Al hablar con María José Sánchez Yago, especialista en liderazgo y transformación cultural, quedó claro que la “mentalidad” —esa palabra tan desgastada en redes, libros de autoayuda y discursos motivacionales— no es lo que solemos creer. No es “ser positivo”. No es “pensar bonito”. No es fingir que nada duele.
Es otra cosa.
Es más profunda.
Es más incómoda.
Y, sobre todo, más humana.
La mentalidad empieza cuando se cae el positivismo vacío
Durante la conversación, María José compartió una metáfora brutalmente honesta: la mente como una fábrica de pensamientos que produce 24/7. Y, sin darnos cuenta, la mayoría vivimos con un Director General que ya dimitió hace años. Lo agotamos entre estímulos, urgencias, expectativas y ruido. Otros pensamientos —los del miedo, la queja, la comparación, la recriminación— toman el control.
Y entonces confundimos la realidad con lo que pensamos de la realidad.

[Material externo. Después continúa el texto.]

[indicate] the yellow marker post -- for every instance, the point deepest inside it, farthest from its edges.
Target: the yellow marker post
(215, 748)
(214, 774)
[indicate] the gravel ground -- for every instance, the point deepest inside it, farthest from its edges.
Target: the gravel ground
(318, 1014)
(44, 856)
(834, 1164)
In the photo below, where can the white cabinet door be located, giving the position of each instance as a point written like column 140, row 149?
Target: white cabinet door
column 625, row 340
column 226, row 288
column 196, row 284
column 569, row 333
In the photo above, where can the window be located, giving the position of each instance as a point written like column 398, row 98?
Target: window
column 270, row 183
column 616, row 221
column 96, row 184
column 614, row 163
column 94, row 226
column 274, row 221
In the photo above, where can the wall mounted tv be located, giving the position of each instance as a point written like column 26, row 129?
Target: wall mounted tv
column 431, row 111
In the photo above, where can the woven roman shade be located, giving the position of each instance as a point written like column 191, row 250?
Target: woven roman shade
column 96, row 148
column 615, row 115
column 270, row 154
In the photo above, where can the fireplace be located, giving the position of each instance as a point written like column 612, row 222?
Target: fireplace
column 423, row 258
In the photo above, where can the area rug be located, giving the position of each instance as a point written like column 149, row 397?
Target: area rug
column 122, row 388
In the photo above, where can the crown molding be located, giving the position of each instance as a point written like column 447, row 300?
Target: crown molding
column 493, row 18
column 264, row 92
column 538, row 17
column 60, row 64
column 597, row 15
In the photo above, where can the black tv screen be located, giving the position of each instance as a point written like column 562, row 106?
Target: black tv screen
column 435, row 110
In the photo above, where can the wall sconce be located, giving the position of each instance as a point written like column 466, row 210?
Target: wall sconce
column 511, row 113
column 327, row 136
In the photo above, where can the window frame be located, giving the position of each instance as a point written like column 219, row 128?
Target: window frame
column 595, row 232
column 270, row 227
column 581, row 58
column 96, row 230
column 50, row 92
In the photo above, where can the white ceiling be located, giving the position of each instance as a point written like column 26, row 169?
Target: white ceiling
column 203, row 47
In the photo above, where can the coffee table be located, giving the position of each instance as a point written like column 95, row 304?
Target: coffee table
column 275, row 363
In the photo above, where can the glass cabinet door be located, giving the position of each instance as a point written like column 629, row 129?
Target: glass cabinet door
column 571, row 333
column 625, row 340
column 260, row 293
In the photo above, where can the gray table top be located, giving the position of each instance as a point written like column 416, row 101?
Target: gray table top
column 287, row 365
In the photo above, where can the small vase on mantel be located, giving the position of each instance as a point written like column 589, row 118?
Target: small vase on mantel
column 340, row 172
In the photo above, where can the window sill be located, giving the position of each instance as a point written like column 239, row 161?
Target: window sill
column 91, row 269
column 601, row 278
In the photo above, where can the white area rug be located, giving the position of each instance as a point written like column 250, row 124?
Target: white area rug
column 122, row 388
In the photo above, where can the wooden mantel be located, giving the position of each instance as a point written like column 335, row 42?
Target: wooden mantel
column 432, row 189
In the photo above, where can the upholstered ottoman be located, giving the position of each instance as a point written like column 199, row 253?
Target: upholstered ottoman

La mentalidad fuerte no es evitar pensamientos difíciles, sino aprender a dirigirlos. A entrenarlos. A reconocer cuáles fortalecen y cuáles drenan. A escoger, aunque sea por un segundo, un pensamiento que abra posibilidades en lugar de cerrarlas.
Y eso —nos recuerda María José— no es espontáneo, es entrenamiento. Igual que un músculo.
Tomar distancia: el primer acto de liderazgo
Una de las ideas más poderosas de la entrevista fue esta:
“Ante una decisión difícil, lo primero es tomar distancia. Porque si te absorben las emociones, tu visión se vuelve parcial.”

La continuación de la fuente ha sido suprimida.